With the announcement of Apple's new M1 SoC lineup, aimed squarely at the professionals, it's worth discussing what makes those puppies so powerful, even at their relative infancy. I'll try to break it down in the least technical way, so everybody can understand the benefits.
What is SoC and why it matters?
SoC stands for system-on-chip and as of recently, it used to describe only smartphone processors. The idea behind an SoC is the integration of major components like CPU, GPU, RAM, I/O controller/Video encoders and decoders/Hardware security/Machine learning (AI) on a single chip or even vertically stacked on a single silicon die.

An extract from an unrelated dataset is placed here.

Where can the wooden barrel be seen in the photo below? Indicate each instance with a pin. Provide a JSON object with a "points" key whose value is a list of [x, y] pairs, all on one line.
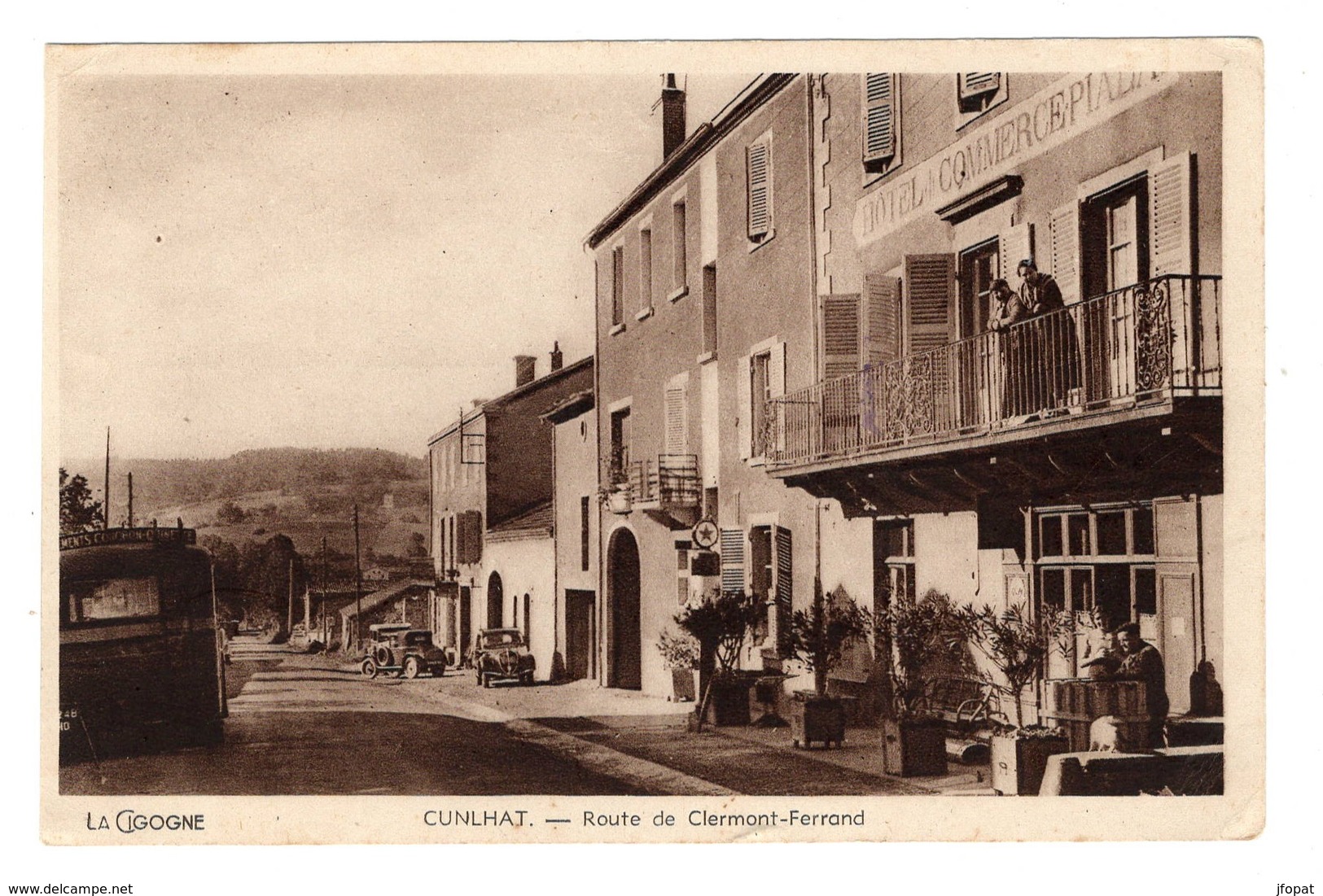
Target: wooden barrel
{"points": [[1075, 703]]}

Such a close integration will allow those modules to communicate faster and more efficiently with each other than if they were separate components on a motherboard. This is the major benefit of the mobile ARM architecture, along with the provided energy efficiency. Apple has been bragging for years how their A-series chips have become faster watt-per-watt, compared to a PC CPU and their M1 series is now the living proof.
Access and bandwidth
But the key words in an ARM chip for laptop/desktop is access! In a classic PC, where every component lies in a separate motherboard slot, access is the major bottleneck. CPU access to memory, CPU access to GPU memory, GPU access to CPU and vice-versa. It needs bandwidth!
So things like Infinity Fabric, PCI Express lanes and separate GPU memory should exist. And their speed is a major limiting factor to tap in some extra performance. Worse still - PCI Express lanes are needed for the current I/O set, so it's not uncommon that your ports suffer from those limits.
The greatest roommate
While the memory of the new M1 Pro/Max is a separate entity, sitting just next to the SoC's silicon die, they share a package (and power), so the access is immediate, no matter what needs this memory. No need for anything fancy or technical - the Unified memory is within reach and can move data back and forth much faster.
Remember those pesky RAM sticks for your desktop PC? The fastest speed for DDR4 out of the box to move data between it and the CPU is around 35.2 GB/s for a super high-end pair (DDR4 4400). Compare that to 200 GB/s for the M1 Pro and 400 GB/s for the M1 Max! It's a bloodbath - there's no other word for it...
While we have to wait for DDR version 42 to catch up eventually, things are even more impressive when it comes to GPU access. Let's start with the PC world first. Imagine how a video editing runs. The CPU first receives all the instructions for the software and then offloads the data that the GPU needs to the graphics card. The graphics card then takes all that data and works on it within its own processor (the GPU) and built-in video memory.
Even if you have a processor with integrated graphics, the GPU typically maintains its own chunk of memory, as does the processor. They both work on the same data independently and then shuffle the results back and forth between their separately occupied memory. It's a process that's gotta happen multiple times per second and bandwidth, as well as access are a huge limiting factor.
Dreams do come true!
If you drop the requirement to move data back and forth, it’s easy to see how keeping everything in the same virtual engine bay could improve performance. This is the mastery of the ARM architecture and the Unified memory. Both the CPU and the GPU have equal access to the whole memory in every way, being size or speed. And since both (in ARM) are sharing an instruction set, there's no the need to go back and forth, and also there's no need for translating instructions.
In an occupied chunk of memory, the CPU and the GPU can read the same data and share access with the other modules as well, say the ProRes video encoder. And you can't go more Pro than that! Take Nvidia Quadro professional graphics card series for example. The fastest sample out there are roughly on par with those 400 GB/s for memory access, but then they top 24 gigs of memory. Two will come at 48 gigs, but then the access between GPUs and memories gets even more complicated.
If you're a creative professional (and I have no doubts that you are), at some point in your workflow you will need a lot of video memory, because working with high resolution and ever higher bitrates is getting seriously demanding. We came to the point, where a mobile architecture from Apple is able to put two Quadro cards to shame, having access to 64 gigs of video memory at a comparable bandwidth, with less latency and simpler GPU-to-CPU communication. Your Maxon Cinema 4D project can finally be completed with unprecedented graphic levels, without the need for you to make any compromises.